Background information
- Origin: Kansas City, Missouri
- Genres: Jazz
- Years active: 1922–1932
- Label: Victor Records

= Coon-Sanders Original Nighthawk Orchestra =

American jazz band

Coon-Sanders Original Nighthawk Orchestra was the first Kansas City jazz band to achieve national recognition, which it acquired through national radio broadcasts. It was founded in 1918, as the Coon-Sanders Novelty Orchestra, by drummer Carleton Coon and pianist Joe Sanders.

==History==
Carleton Coon was born February 5, 1894, in Rochester, Minnesota, United States, and his family moved to Lexington, Missouri, shortly after his birth. Joe Sanders was born on October 15, 1896, in Thayer, Kansas. Sanders was known as "the Old Left Hander" because of his skills at baseball, but he gave up playing the sport in the early 1920s to concentrate on dance music as a career.

Coon and Sanders met around 1918 in a music store, and formed the band the same year. Regular members of the orchestra included Tom Beckham, Nick Mussolina, "Pop" Estep, "Happy" Williams, Orville Knapp, Joe Richolson, Bob Pope, Rex Downing, Elmer Krebs, John Thiell, Harold Thiell, Bill Haid, Russ Stout, and Floys Estep. The orchestra began broadcasting in 1922 on clear channel station WDAF, which could be received throughout the United States. They were broadcast in performance at the Muehlebach Hotel in Kansas City. They took the name Nighthawks because they broadcast late at night (11:30pm to 1:00am). By 1924, their fan club had 37,000 members. Fans were encouraged to send in requests for songs by letter, telephone, or telegram. That move became so popular that Western Union set up a ticker tape between Sanders's piano and Coon's drums so the telegrams could be acknowledged during the broadcasts. Their song "Nighthawk Blues" includes the lines: "Tune right in on the radio/Grab a telegram and say 'Hello'." In 1925, they recorded the Paul Whiteman and Fred Rose composition "Flamin' Mamie".

The group left Kansas City for the first time in 1924 for a three-month engagement in a roadhouse in Chicago, Illinois. The orchestra moved to Chicago the same year, where Jules Stein used the profits from a tour he booked for them to establish the Music Corporation of America (MCA), with the orchestra as its first client. The orchestra moved into the Blackhawk in Chicago in 1926. The members of the orchestra at that time were Joe Richolson and Bob Pope, trumpets; Rex Downing, trombone; Harold Thiell, John Thiell and Floyd Estep, saxophones; Joe Sanders, piano; Russ Stout, banjo and guitar; "Pop" Estep, tuba; Carleton Coon, drums.
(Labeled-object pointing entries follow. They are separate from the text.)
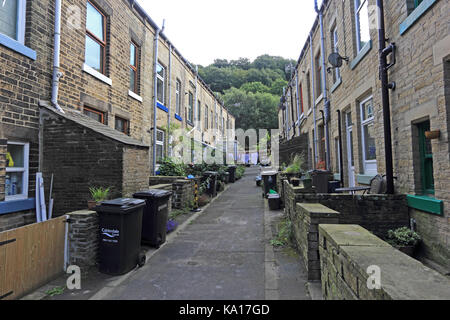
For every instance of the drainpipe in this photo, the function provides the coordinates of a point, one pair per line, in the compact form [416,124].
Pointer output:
[170,99]
[155,94]
[196,121]
[313,77]
[324,86]
[385,86]
[56,56]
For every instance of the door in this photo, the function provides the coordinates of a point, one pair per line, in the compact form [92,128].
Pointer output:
[350,153]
Teddy Roy also played with the group in the late 1920s. In the following years, the Nighthawks performed at the Blackhawk every winter, doing remote broadcasts over radio station WGN. Their reputation spread coast-to-coast through these broadcasts and the many records they made for Victor Records. They also undertook successful road tours.
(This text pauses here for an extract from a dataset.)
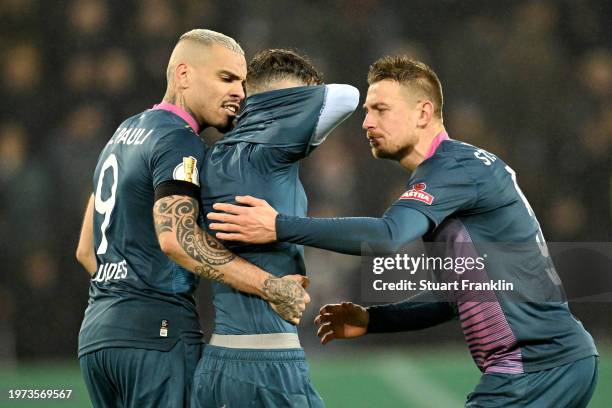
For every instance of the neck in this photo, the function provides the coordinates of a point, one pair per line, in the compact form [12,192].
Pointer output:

In 1931, the orchestra moved to New York City, for an 11-month broadcast engagement at the Hotel New Yorker arranged by William S. Paley, who needed a star attraction to induce radio stations to join the Columbia Broadcasting System.

At the peak of the band's success, the musicians owned identical Cord automobiles, each in a different color with the name of the Orchestra and the owner embossed on the rear. The Orchestra's popularity showed no signs of abating, and their contract with MCA had another 15 years to run in the spring of 1932 when Carleton Coon came down with a jaw infection and he died on May 4 that year.
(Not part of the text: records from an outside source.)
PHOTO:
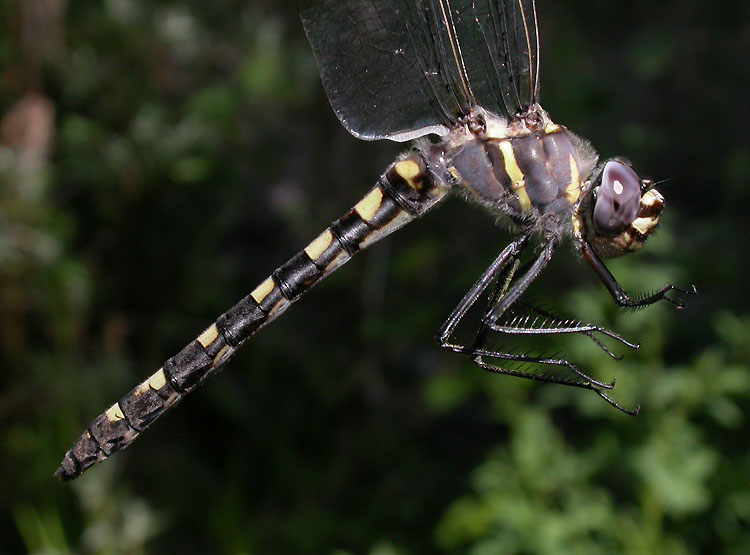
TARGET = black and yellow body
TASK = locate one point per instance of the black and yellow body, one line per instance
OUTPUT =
(404, 192)
(395, 69)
Sanders attempted to keep the organization going; however, without Coon, the public did not support them. In 1935, he formed his own group and played until the early 1940s, when he became a part-time orchestra leader and studio musician. In his later years he suffered from failing eyesight and other health problems. He died on May 15, 1965, after suffering a stroke.

==Revivals==
The Coon Sanders Nighthawks Fans' Bash was held annually on the weekend following Mothers' Day in Huntington, West Virginia, to remember the contributions to music made by the Coon Sanders Nighthawks Orchestra and to enjoy the music of the era. It ran annually for about 50 years until about 2016. In 2011, the event featured the West End Jazz Band from Chicago, the Toll House Jazz Band from Columbus Ohio, the Sounds of Dixie from Raleigh North Carolina and the Backyard Dixie Jazz Stompers from Huntington West Virginia. Over the years, such musical notables as Curt Hitch, Bill Rank, Earl Roberts, Doc Ryker, Paul Oconnor, Mike Walbridge, Bob Neighbor, Frank Powers, Bob Lefever, Johnny Haynes, Jimmy and Carrie Mazzy, Moe Klippert, Clyde Austin, Nocky Parker, Fred Woodaman and Spiegle Willcox have attended the event.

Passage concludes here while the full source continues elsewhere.